Audrey Young is the New Zealand Herald’s political editor.

TPP is signed but hurdles remain

John Key says trade deal opens up huge market access for New Zealand goods.
John Key shakes hands with Mexico's Ildefonso Guajardo. Photo / Nick Reed
John Key shakes hands with Mexico's Ildefonso Guajardo. Photo / Nick Reed

Signed and sealed but not yet delivered, the Trans-Pacific Partnership will now be put through the wringer in member countries for ratification.

The 12 ministers in Auckland yesterday for the signing were relentlessly positive about its likely benefits to their economies and to the ease of trade in goods and services.

Malaysia was so enthusiastic the deal passed a vote in Parliament last week, even though it didn't need its approval.

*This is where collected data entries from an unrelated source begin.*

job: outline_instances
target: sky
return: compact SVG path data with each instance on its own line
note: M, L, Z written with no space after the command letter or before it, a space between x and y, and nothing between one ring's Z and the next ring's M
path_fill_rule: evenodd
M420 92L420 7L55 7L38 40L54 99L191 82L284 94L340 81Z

And in the Socialist Republic of Vietnam it will just require the consent of the state president.

Protesters in Auckland were estimated at more than 5000 at their height and a rump gathered outside SkyCity for several hours after the signing.

The TPP has two years to be ratified but will not come into force unless the US and Japan ratify it.

US Trade Representative Mike Froman told the TPP press conference he was "confident" members of Congress would see the benefits of the deal for the US economy and their constituents "and we'll have the necessary bipartisan support for it to be approved".

Australian Trade Minister Andrew Robb suggested the TPP was the beginning of something much bigger.

He said the other giant trade deal, the RCEP, which includes China and India (as well as New Zealand and Australia) could be concluded this year and eventually be merged with the Trans Pacific Partnership to form the basis of an even bigger trade treaty across the Asia Pacific.

Mr Froman sought to address concerns about the investor-state dispute procedures in which investors and a government in dispute can enter binding arbitration.

He said the 12 countries had shared a number of concerns about the way these procedures had been used "and that's why this agreement goes further than any agreement before". That included closing loopholes they had seen in other agreements "to ensure that government can regulate in the public interest".

Prime Minister John Key said it was an important day for New Zealand signing a deal that opened up huge market access. He described the demonstrators as "rent-a-protest" and said the same people would turn up to protests against the sale of SOE shares, against ministers and one was even holding up a sign against 1080.

New Zealand Trade Minister Todd McClay, who has been in the job for less than two months, chaired a ministerial meeting before the signing, and ran proceedings at the signing.

Mr McClay confirmed to the Herald that the bill containing enabling legislation for the TPP, amending various existing acts, would be presented as a single omnibus bill through all stages.

That will force Labour to vote against the bill at its final reading rather than cherry picking.

Labour leader Andrew Little has said Labour would support the part of the bill that cuts New Zealand tariffs on imports - a reciprocal move for the cutting of tariffs of other TPP parties on goods exported by New Zealand.

He did not attend protest rallies.

What next

• 12 TPP countries have two years to ratify the TPP through their respective domestic processes.

• TPP enters into force under a formula which means the US and Japan must both have ratified it for it to take effect.

• Trade Minister Todd McClay tables the national interest analysis (NIA) in Parliament next Tuesday, although it has been released.

• Parliament's foreign affairs and defence committee considers NIA and hears submissions on it.

• Assuming the NIA is accepted, the Government draws up legislation required to enact some part of the TPP.

• TPP legislation is introduced to Parliament and referred to the foreign affairs and defence committee for consideration.

• Amendments to legislation will take effect only if the TPP is ratified.